I have two datasets from the same type of array in Plink map/ped format. The smaller of the two has about >586,662 SNPs and 93 samples, and the larger of the two has about 620,000 and 934 samples.
I want to merge the two datasets such that I have an intersection of the two (i.e., all 1027 samples but only SNPs present in both data sets).

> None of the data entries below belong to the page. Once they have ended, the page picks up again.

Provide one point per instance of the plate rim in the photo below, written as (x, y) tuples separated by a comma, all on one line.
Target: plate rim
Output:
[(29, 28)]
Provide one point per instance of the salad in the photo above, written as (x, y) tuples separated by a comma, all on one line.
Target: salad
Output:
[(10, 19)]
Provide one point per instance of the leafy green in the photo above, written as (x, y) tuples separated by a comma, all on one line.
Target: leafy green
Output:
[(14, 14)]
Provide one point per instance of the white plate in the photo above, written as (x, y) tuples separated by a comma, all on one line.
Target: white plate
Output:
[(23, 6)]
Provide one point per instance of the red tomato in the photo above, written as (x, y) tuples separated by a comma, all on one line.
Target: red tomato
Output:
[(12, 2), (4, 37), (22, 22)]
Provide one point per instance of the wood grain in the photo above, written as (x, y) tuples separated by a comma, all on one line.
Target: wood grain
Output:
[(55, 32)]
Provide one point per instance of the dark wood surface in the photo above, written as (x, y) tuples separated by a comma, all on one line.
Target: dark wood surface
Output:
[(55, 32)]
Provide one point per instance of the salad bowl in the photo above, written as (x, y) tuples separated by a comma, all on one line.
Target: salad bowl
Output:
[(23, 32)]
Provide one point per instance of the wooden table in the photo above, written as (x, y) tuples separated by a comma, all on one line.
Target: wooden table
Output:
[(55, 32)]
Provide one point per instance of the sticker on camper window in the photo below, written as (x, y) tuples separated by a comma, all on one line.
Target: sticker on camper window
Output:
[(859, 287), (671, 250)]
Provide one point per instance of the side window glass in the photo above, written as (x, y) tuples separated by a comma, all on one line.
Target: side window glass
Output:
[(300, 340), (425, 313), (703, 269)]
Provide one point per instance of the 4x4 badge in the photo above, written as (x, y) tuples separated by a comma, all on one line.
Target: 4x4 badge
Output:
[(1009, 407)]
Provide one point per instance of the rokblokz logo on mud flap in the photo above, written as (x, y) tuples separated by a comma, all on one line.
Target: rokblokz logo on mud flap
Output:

From an experience a few days ago, I know that for about the larger dataset has about 7000 sites where the alleles are reverse of the large set (e.g., larger set is a C/A polymorphism and the smaller set is a G/T polymorphism). Happily, this array was designed to exclude symmetrical SNPs (A/T or C/G), so fixing this problem is a little less confusing; however, I do not have this list of flipped SNPs.
I know I can flip genotypes in Plink using
plink --file data --flip list.txt --flip-subset mylist.txt --recode
I was wondering, how can I identify these sites and get these sites merged showing the same strand? Thanks
To be clear, I would take that missnp file and flip one of the datasets and then re-merge, and then I would be good? (Also, the samples in each dataset are completely different)
Also, it appears that merge mode (http://pngu.mgh.harvard.edu/~purcell/plink/dataman.shtml#merge) produces a union instead of an intersection, but I don't want the SNPs that are only present in one of two. I only want SNPs present in both.
Yes, that's correct, you flip just one dataset and remerge.
You will only get merge conflicts for SNPs present in both datasets.